Ice-breaking news • 01:26
Lulu presents an icebreaking update referencing a 2025 August study showing senior developers ship significantly more AI-generated code, discusses confidence in catching AI mistakes and the impact on education strategies for teaching AI use in computer science.
Spencer Wagner's computer science case study • 04:53
Spencer Wagner describes using Flint for self-paced, independent coding lessons across AP Computer Science and CSA courses, enabling simultaneous teaching of multiple groups and frequent tutor support.
Spencer Wagner notes improved AP outcomes and benefits of AI-assisted feedback, including higher percentages of high AP scores and expanded use beyond multiple choice questions.
Lulu Gao acknowledges Spencer Wagner's results, and prepares to pass the discussion to Craig Griebenow from Shanghai Singapore International School, inviting further questions.
Craig Griebenow's computer science case study • 11:23
A group discusses integrating AI into classroom activities, sharing a hands-on prompt-engineering exercise where students act as prompters and iteratively improve drawings with feedback.

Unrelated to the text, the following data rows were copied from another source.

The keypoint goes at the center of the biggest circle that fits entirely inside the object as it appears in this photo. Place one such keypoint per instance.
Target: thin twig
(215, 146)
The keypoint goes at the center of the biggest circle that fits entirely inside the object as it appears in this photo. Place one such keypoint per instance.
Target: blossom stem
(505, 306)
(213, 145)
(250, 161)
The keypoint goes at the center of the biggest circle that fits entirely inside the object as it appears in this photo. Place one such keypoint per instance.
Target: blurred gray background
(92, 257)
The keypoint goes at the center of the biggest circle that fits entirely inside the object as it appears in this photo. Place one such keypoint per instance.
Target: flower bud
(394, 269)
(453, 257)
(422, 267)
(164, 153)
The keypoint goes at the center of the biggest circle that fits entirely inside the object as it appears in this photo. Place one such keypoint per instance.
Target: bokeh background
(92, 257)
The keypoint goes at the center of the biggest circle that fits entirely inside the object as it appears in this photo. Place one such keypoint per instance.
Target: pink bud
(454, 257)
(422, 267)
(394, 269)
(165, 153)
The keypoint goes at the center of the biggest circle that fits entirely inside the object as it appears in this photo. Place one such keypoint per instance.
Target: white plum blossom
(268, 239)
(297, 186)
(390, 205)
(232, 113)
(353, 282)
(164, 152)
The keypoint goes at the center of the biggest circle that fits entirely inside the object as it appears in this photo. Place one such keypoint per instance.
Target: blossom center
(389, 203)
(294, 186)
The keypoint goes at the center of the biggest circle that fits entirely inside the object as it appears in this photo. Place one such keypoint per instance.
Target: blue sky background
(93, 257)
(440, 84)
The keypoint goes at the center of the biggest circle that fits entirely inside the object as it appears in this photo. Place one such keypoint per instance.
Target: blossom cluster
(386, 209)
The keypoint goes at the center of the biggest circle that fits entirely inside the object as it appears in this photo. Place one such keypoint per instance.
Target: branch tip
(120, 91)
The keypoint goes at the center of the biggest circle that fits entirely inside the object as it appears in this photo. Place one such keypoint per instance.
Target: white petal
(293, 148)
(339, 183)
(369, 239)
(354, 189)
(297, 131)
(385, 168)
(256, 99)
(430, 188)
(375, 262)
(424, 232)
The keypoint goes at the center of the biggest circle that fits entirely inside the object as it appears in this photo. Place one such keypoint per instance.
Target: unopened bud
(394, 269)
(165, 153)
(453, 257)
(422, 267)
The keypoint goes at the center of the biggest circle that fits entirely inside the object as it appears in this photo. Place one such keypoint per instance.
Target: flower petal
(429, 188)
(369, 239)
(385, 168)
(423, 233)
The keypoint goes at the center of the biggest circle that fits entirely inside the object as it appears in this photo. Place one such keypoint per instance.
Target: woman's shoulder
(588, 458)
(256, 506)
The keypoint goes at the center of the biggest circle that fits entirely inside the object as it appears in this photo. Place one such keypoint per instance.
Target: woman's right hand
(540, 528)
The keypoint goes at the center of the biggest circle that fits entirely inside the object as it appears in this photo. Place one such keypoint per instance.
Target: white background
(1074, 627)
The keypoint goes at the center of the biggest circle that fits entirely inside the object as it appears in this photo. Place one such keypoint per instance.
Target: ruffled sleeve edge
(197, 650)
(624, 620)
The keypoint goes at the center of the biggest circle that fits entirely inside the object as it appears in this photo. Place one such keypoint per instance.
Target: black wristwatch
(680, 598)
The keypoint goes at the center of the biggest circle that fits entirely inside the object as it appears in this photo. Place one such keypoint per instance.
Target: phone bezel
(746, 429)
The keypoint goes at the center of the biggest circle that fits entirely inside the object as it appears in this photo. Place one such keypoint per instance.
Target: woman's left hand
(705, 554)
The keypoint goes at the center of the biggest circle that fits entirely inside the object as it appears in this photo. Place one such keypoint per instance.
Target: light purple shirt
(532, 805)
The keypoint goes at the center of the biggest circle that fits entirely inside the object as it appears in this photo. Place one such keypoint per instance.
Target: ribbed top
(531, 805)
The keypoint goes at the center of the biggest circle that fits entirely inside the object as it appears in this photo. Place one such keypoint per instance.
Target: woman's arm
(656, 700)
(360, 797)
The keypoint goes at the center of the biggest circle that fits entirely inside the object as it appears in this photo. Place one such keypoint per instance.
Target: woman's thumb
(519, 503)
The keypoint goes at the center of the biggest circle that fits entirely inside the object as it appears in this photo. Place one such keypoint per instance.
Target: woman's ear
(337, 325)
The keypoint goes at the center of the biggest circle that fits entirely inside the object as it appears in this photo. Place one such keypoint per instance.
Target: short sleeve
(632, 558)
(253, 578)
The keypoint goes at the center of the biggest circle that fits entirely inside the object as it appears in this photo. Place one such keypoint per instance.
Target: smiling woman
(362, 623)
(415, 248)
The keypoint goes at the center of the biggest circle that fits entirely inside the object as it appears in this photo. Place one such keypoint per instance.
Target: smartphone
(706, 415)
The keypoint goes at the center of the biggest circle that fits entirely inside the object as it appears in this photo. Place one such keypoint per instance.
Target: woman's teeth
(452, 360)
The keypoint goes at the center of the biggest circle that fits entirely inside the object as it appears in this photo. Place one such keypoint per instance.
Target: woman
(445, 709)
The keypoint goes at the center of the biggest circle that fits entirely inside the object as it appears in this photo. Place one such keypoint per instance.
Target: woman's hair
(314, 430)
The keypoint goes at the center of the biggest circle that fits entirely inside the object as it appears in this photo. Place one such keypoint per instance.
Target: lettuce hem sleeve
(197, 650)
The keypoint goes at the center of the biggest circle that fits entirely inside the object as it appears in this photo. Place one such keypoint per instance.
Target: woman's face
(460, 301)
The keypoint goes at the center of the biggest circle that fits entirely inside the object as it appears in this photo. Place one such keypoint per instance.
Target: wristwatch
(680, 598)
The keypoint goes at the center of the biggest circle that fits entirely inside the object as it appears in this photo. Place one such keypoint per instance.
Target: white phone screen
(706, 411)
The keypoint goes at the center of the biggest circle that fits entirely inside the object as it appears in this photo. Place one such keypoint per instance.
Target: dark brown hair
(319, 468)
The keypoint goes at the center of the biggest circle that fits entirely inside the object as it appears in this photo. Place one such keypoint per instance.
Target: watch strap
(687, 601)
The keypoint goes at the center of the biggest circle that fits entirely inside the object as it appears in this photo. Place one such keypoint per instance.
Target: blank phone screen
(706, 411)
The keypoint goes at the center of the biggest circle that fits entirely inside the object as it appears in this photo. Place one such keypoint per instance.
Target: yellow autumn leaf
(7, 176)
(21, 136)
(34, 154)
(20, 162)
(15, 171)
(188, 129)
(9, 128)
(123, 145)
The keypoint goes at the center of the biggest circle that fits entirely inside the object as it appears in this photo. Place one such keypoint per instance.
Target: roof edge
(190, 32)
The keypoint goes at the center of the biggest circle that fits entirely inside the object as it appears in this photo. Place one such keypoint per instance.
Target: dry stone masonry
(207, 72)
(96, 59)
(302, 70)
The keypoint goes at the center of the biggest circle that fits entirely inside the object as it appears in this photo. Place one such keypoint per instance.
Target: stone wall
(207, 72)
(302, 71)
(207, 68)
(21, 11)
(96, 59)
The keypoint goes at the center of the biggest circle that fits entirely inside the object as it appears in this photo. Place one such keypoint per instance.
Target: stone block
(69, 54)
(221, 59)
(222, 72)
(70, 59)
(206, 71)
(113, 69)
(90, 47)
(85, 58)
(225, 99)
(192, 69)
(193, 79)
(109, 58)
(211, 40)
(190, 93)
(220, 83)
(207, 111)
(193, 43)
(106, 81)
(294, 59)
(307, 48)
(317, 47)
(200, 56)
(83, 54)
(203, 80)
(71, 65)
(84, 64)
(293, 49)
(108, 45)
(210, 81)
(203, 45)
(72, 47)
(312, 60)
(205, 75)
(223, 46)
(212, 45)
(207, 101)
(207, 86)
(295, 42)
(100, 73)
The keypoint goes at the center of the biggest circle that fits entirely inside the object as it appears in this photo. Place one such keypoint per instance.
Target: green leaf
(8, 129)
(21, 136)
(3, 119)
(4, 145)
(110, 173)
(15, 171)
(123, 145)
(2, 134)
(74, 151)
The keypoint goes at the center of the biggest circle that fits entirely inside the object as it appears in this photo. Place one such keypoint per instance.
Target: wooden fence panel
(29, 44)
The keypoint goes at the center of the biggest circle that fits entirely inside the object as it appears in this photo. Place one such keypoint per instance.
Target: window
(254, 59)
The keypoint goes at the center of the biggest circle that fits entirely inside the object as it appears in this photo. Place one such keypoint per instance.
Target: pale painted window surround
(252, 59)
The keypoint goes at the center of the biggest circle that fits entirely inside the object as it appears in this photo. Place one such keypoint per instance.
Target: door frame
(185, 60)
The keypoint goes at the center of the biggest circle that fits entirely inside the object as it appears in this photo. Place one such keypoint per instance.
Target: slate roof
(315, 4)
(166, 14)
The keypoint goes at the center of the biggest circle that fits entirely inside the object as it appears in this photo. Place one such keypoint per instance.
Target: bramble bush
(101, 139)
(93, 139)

The participants describe ethical guidance and encouraging responsible AI use, including a house-point visualization project and HTML/web skills demonstrations.

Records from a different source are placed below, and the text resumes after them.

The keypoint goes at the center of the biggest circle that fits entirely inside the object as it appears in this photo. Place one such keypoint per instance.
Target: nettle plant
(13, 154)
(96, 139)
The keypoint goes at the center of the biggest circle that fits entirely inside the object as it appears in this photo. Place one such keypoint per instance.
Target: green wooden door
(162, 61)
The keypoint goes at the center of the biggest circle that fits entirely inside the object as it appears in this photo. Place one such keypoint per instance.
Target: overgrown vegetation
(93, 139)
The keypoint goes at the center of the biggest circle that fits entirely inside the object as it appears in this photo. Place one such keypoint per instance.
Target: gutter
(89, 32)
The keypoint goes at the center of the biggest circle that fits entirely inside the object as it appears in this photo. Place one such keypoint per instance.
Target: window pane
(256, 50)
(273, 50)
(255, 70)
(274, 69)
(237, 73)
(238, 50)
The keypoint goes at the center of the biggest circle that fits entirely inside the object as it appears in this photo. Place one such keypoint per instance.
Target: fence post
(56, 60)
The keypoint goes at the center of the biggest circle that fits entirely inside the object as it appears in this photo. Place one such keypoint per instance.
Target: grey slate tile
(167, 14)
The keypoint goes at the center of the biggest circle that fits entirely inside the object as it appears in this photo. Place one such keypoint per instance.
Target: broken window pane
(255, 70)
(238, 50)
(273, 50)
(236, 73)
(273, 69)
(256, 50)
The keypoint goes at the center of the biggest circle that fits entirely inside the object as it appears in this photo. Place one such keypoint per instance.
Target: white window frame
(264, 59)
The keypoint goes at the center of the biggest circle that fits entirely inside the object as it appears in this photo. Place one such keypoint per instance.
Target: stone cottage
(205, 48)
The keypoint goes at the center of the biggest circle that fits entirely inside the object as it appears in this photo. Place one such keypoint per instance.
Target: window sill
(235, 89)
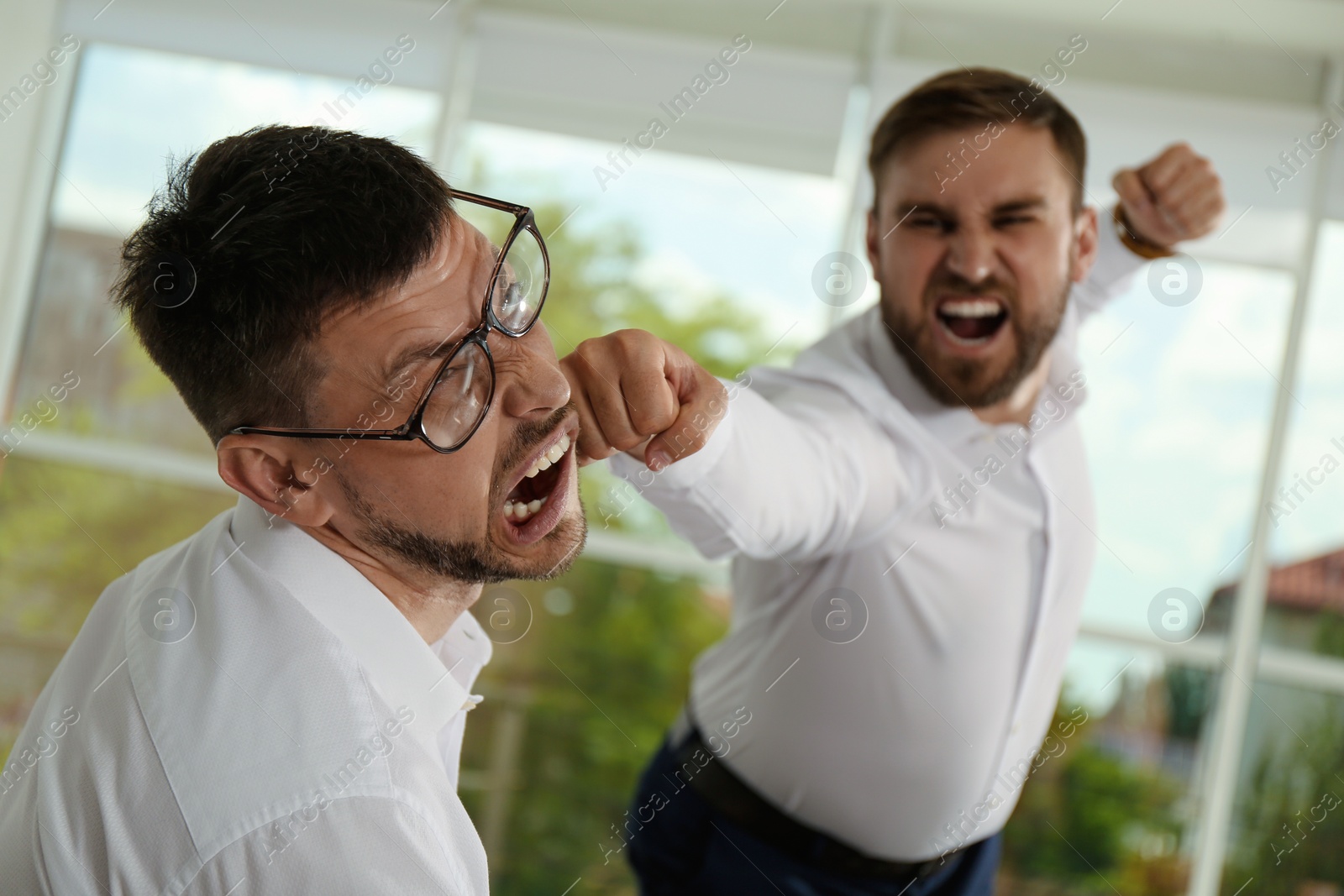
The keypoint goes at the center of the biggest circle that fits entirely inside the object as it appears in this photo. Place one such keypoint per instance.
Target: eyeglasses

Dylan asks about mechanisms used to switch from general tools to Flint, mentioning incentives, guardrails, and monitoring; Spencer explains using in-class assessments, pre-made practice questions, and AI for tutoring while checking logs.
The speaker demonstrates building an interactive HTML project with a grade-eight student, including loading an image, adding navigation, and generating a dynamic, zero-code webpage as a learning milestone.
The teacher discusses creating multiple tutors in Flint to support students learning in their preferred programming language and at individual paces, with immediate feedback and progress tracking.
How to use Flint for computer science • 35:06
Introduction to several product updates: base LLM updated to Claude Sonet 4.5, improved reasoning and step-by-step guidance; added Google Drive and OneDrive integration; attention alerts for teachers; visibility of student engagement and conduct during roaming demonstrations.
Sparky's response length can be adjusted for younger students, making it more concise as requested.
Clarification that Flint cannot run code yet but can evaluate it for bugs and efficiency; no built-in sandbox currently, with plans for future exploration.
Demonstration of using chats to brainstorm activities, generating data sets, and creating guided Flint activities with predefined settings and prompts; workflow includes uploading datasets and instruction files to create new activities.
Student shareout • 46:29
Izzy describes using Flint AI for CS practice problems and extends learning beyond the class to fit her learning style.
She shares a debugging dungeon activity to input code and guide peers through fixing errors.
Izzy highlights building a help activity that interprets and explains assignments, aiding understanding of concepts.
Conclusion • 50:42
Discussion centers on analytics power and impact on teaching, with notes on granular student insights and potential to tailor support.